Ele afirmou que ao ver o julgamento acontecer teve de relembrar e reviver "acusações infundadas" das quais foi alvo, de forma injusta, segundo ele. Para ele, a absolvição mostra que o Supremo "ratifica" sua inocência e permitirá que a história do período de seu governo seja reescrita.
- A decisão do Supremo Tribunal Federal permitirá mais do que o resgate da justiça e da imagem de um homem público, a reflexão da sociedade em geral sobre a verdade dos fatos e, em particular, de uma geração de jovens, que tão somente ouviram inverdades ou estudaram em livros tendenciosos por versões falseadas.

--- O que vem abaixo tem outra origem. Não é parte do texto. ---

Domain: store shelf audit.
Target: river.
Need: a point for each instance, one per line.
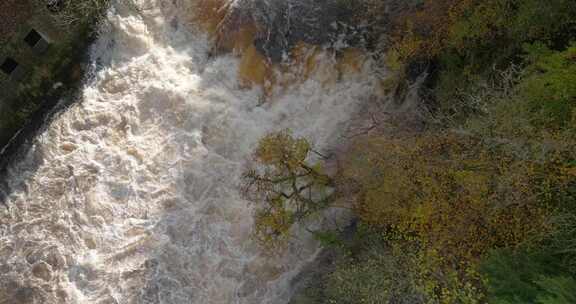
(130, 195)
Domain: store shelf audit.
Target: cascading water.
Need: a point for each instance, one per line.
(131, 195)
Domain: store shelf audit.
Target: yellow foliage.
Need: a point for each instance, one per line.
(284, 186)
(460, 199)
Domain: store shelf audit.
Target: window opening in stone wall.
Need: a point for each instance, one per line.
(8, 66)
(32, 38)
(55, 6)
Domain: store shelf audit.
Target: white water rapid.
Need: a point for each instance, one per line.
(130, 196)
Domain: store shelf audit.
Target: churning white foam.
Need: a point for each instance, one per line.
(130, 195)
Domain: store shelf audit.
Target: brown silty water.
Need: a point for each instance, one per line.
(130, 195)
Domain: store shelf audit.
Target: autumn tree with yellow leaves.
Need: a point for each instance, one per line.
(285, 186)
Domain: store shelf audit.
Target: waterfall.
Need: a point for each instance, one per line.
(130, 195)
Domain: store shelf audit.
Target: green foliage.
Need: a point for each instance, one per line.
(549, 87)
(376, 272)
(526, 277)
(458, 197)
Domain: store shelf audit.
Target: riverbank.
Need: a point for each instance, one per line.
(39, 105)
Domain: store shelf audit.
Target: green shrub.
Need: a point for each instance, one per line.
(526, 277)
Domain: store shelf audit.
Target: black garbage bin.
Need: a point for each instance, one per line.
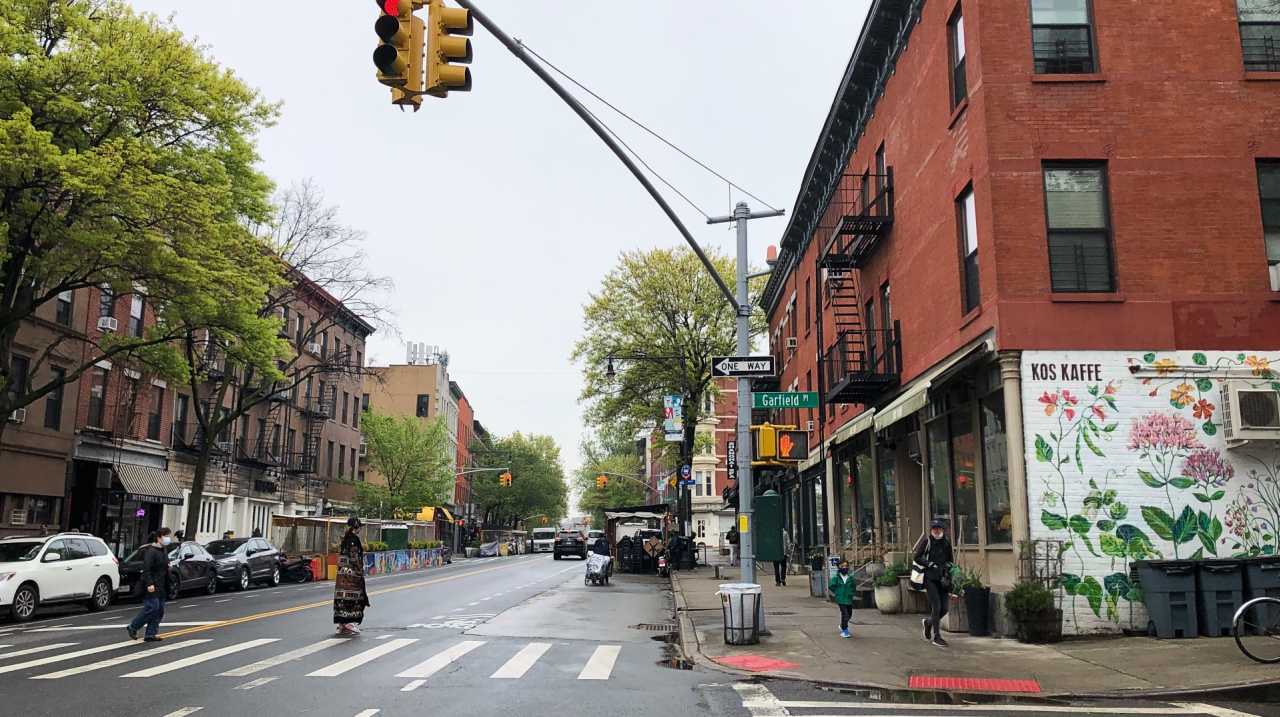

O Supremo absolveu o senador das acusações de peculato, corrupção passiva e falsidade ideológica. Collor teria permitido a assinatura de contratos fraudulentos com empresas de publicidade quando era presidente, entre 1990 e 1992. A denúncia do Ministério Público foi recebida na Justiça comum em 2000.
Para Collor, o resultado do julgamento - ele foi absolvido após os crimes que ele foi acusado de ter cometido na Presidência da República terem prescrito - permite que seu governo tenha a história rescrita.
- O resultado, nem sempre reproduzido pelos meios na mesma proporção das notícias precedentes ou com a mesma fidedignidade dos fatos - covardia, isto é, covardia -, veio não apenas me aliviar das angústias que tenho vivenciado nos últimos 23 anos, mas, igualmente, veio reescrever a história do Brasil na parte referente ao período em que exerci, com muito orgulho e honra, pelo voto direto de todos os brasileiros, a Presidência da República Federativa do Brasil - afirmou.
Depois de listar ações que adotou durante seu governo, Collor afirmou que o julgamento significa que ele teve a mais alta corte do país "revisando e ratificando" sua inocência.
- Não é fácil volver os olhos ao passado e reviver em toda a sua extensão a tortura, a angústia e o sofrimento de quem é agredido meses a fio e teve de suportar as agruras de acusações infundadas e a condenação antes mesmo de qualquer julgamento - disse. - Constrangido algumas vezes, contrafeito outras, mas calado sempre, assisti, ouvi e suportei acusações, gestos e incriminações daqueles que, movidos pelo rancor, aceitaram o papel que lhes foi destinado na grande farsa que lhes coube protagonizar.
O caso chegou ao STF em 2007 e ficou parado no gabinete da relatora, a ministra Cármen Lúcia, de 2009 a 2013. A demora para julgar foi tanta que os crimes de corrupção passiva e falsidade já estavam prescritos - portanto, mesmo que houvesse condenação, o réu não poderia ser punido. No julgamento, todos os ministros concordaram que a denúncia do Ministério Público estava mal formulada e não havia prova suficiente no processo para condenar o ex-presidente por nenhum dos três crimes.
O esquema denunciado pelo Ministério Público tinha vários pontos de semelhança com o mensalão do governo Lula, condenado pelo STF. Segundo a denúncia, agências de publicidade eram contratadas por meio de concorrências ilegalmente direcionadas. Em troca do favor, as empresas pagavam propina a assessores diretos do então presidente. Parte do dinheiro desviado teria sido usado para custear a pensão a um filho tido por Collor fora do casamento.